ちょっと失礼なニーチェに最初は憤慨していたアリサでしたが、ニーチェの言葉に思わずメモをとり始めるのでした。
ニーチェ、キルケゴール、サルトル、ショーペンハウアー、ハイデガー、ヤスパースなど、哲学の偉人たちがぞくぞくと現代的風貌となって京都に現れ、アリサに、“哲学する“とは何か、を教えていく感動の哲学エンタメ小説『ニーチェが京都にやってきて17歳の私に哲学のこと教えてくれた。』。今回は、先読み版の第5回めです。
ルサンチマン的な視点って何?
「えーとちょっと待って、ルサンチマン的な視点って何?」
「ルサンチマンは、強者に対して妬みを持つ弱者だ。お金がない者でも、モテない者でもなんでもいい。

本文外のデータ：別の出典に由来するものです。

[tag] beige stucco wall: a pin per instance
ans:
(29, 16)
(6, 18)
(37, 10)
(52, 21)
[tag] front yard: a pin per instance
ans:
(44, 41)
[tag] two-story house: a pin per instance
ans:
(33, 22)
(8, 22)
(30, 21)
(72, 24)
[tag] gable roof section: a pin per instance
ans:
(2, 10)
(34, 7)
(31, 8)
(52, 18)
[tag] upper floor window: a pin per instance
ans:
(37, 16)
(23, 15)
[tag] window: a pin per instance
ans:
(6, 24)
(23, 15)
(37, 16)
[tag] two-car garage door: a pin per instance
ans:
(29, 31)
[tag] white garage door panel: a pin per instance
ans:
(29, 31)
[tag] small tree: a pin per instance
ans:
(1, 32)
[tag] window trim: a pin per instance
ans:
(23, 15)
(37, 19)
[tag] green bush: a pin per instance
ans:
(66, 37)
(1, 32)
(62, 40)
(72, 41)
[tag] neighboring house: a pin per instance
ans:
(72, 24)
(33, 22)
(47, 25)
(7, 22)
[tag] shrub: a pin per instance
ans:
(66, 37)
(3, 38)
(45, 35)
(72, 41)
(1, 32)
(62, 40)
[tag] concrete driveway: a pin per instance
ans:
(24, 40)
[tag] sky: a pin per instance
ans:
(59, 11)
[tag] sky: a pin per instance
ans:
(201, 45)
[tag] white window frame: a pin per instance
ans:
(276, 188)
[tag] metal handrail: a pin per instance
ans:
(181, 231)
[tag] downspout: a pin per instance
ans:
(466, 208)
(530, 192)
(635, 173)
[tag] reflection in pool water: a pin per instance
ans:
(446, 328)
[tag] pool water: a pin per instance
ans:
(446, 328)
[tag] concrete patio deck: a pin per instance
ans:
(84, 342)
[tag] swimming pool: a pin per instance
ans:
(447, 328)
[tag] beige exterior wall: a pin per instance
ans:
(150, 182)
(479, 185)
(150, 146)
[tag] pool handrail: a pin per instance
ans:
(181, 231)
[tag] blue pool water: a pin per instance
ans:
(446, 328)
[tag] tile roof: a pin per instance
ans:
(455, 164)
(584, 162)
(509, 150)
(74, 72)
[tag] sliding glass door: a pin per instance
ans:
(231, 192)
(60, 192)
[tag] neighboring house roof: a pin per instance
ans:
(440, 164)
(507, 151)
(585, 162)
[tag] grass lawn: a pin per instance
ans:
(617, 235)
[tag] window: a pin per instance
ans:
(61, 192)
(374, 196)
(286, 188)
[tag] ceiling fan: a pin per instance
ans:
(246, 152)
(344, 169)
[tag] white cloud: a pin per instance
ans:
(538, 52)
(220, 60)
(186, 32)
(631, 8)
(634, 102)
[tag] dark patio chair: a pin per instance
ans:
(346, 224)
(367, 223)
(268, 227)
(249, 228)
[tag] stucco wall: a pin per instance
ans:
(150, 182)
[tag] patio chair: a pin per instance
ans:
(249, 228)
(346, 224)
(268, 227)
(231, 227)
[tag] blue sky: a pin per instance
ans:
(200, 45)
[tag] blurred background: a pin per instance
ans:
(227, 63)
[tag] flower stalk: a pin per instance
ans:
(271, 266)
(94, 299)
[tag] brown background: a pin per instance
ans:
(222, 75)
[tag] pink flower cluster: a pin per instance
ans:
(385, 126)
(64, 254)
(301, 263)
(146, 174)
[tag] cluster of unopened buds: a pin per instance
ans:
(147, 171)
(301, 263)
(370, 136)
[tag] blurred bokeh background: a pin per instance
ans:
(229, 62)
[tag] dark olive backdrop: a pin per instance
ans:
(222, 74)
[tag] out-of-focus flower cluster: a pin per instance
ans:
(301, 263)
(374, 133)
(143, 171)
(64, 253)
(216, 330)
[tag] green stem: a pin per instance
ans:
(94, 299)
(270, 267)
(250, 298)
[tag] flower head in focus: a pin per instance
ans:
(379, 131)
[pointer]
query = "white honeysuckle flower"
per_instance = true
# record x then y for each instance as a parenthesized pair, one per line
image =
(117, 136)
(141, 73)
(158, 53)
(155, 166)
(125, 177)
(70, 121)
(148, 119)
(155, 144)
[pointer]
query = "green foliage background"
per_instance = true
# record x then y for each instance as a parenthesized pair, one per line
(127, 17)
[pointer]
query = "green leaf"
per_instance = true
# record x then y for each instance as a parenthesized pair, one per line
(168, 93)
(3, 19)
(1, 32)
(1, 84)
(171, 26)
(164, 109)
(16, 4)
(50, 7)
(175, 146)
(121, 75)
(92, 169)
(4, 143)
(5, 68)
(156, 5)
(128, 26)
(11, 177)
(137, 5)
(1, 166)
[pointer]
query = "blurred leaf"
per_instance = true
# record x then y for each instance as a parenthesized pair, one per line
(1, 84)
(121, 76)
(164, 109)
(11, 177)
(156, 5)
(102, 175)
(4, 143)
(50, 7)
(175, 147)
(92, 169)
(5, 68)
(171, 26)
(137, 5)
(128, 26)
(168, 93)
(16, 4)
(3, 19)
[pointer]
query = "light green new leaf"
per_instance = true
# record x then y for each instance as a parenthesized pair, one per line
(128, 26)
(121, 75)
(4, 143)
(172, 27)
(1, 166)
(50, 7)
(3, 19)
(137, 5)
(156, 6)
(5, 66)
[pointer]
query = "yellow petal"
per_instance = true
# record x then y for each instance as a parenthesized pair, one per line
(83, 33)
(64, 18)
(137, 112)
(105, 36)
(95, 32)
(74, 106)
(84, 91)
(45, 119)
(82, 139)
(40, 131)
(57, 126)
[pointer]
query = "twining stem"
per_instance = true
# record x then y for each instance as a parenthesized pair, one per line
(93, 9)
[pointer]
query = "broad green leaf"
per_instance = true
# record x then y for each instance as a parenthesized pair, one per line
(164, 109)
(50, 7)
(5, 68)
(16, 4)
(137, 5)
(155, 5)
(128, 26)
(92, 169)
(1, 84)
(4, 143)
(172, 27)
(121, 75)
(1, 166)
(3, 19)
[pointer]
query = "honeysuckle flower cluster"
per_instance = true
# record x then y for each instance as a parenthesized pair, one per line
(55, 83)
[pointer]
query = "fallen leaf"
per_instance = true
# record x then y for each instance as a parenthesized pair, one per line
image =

T.M.Revolution の歌でもあるだろう?“チカラもナイ、お金もナイ、ナイナイばっかでキリがない”と。力やお金がなくて、斜に構えた感じのやつをイメージすればいい。
ルサンチマンは「お金ばかり追い求めるのはよくない」と自分に言い聞かせながらも、本心ではお金を欲している。“別に出世できなくても、ある程度楽に仕事できればいいや”と言いながらも、上司から認められることが、本当は嬉しかったりする。
しかし、苛酷な現実に押しつぶされないために、傷つかないために、自分に“これでよい、お金が手に入らなくても、出世できなくても、これでいいんだ”と言い聞かせているのだ。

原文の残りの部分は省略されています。